A bare, uncovered patio facing west will often feel exposed and uncomfortable, especially during sunny afternoons. That’s the case designer-builder Peter Brown faced at the Cook residence in Bozeman, Montana. “This patio is essentially unusable on a sunny summer afternoon,” Brown says. The homeowners asked Brown to design and build a roof for the exposed patio, which sits outside the dining room, so he considered the options.
The patio roof design process
As the first and probably the easiest option, Brown considered installing a ledger under the eave for a simple shed-roof structure. He determined that doing so would limit the sightlines from inside the house.
“A cross-section view of this option shows that the combination of a low ledger height, minimal roof slope, and the depth of the supporting beam will block the views from the dining area,” Brown explains.
From exploring the options in the cross-section views, Brown determined, "A better option will be to use the supporting post and beam structure but work backward from a beam height that preserves the view.”
“Again, this is illustrated in a cross-section view,” he says. “We first calculated a sightline clearance height. Then going with a beam depth of eight inches, a roof pitch of 3/12, and a 2x6 roof structure, we could determine this new roof's contact and bearing points onto the existing roof.”
The existing roof—the eave specifically—is the tricky point. The aesthetics are subjective, but Brown and the homeowners agreed to remove it underneath the new roof. That decision necessitated extending the wall plane to the new 1x6 roof decking while also closing the cut-off eave ends in a tidy fashion.
In addition, the home’s existing 6/12 roof uses trusses, so Brown needed to determine if and how he could cut them off. “We were able to contact the original truss manufacturer to verify that removing the eave area would not compromise the structural integrity of the existing trusses,” he notes.
Materials For A Sturdy, Rough-Hewn Look
At that point, with the design finalized, Brown worked with the Cooks to decide on materials.
“It’s safe to say that this new structure will be the prominent architectural feature on that side of the home,” he notes. “With that in mind, we decided to go with a sturdy rough-hewn look. A typical exterior porch construction would be 4-by or 6-by posts and beams.
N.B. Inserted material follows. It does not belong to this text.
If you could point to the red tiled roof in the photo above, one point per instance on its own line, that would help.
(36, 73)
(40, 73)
We decided to up the ante and go with 8x8 rough-sawn posts, beams, and 2x6 rough-sawn rafters.”
He also specified rough-sawn 1x6 material for the decking, topped with black roofing felt, ⅝” OSB, and matching asphalt shingles.
Finally, as a decorative touch and structural requirement, Brown specified custom chunky black steel pieces for the post-beam connectors and post bases/brackets.
Video 2: Construction process when tying a new patio roof into an existing roof
We decided to use oversized 8-by rough-cut posts and beams in the design. Our first move was to ease the rough-cut material's edges with a power plane. This extra step will add a simple but elegant touch to the finished product. All of this new material was laid out and pre-stained before installation.
Custom metal connectors spice up the structure
Using 8x8 posts and beams required that we weld custom brackets and connectors. We connect the posts to the patio slab with 8-inch plates with vertical fins. These plates are attached to the slab with two five-eighths by six-inch concrete anchors.
Each vertical post is cut to length and secured to the brackets with lag bolts. The horizontal beam is pre-chamfered 15 degrees at the bearing point for the rafters. This beam is then set into place and temporarily secured. The two outside rafters are placed and
squared into position.
Tying the new roof into the existing roof
At this point, we can determine precisely where and how much of the roofing we need to remove once the eave is trimmed
back and the exact bearing point location for the rafters is determined.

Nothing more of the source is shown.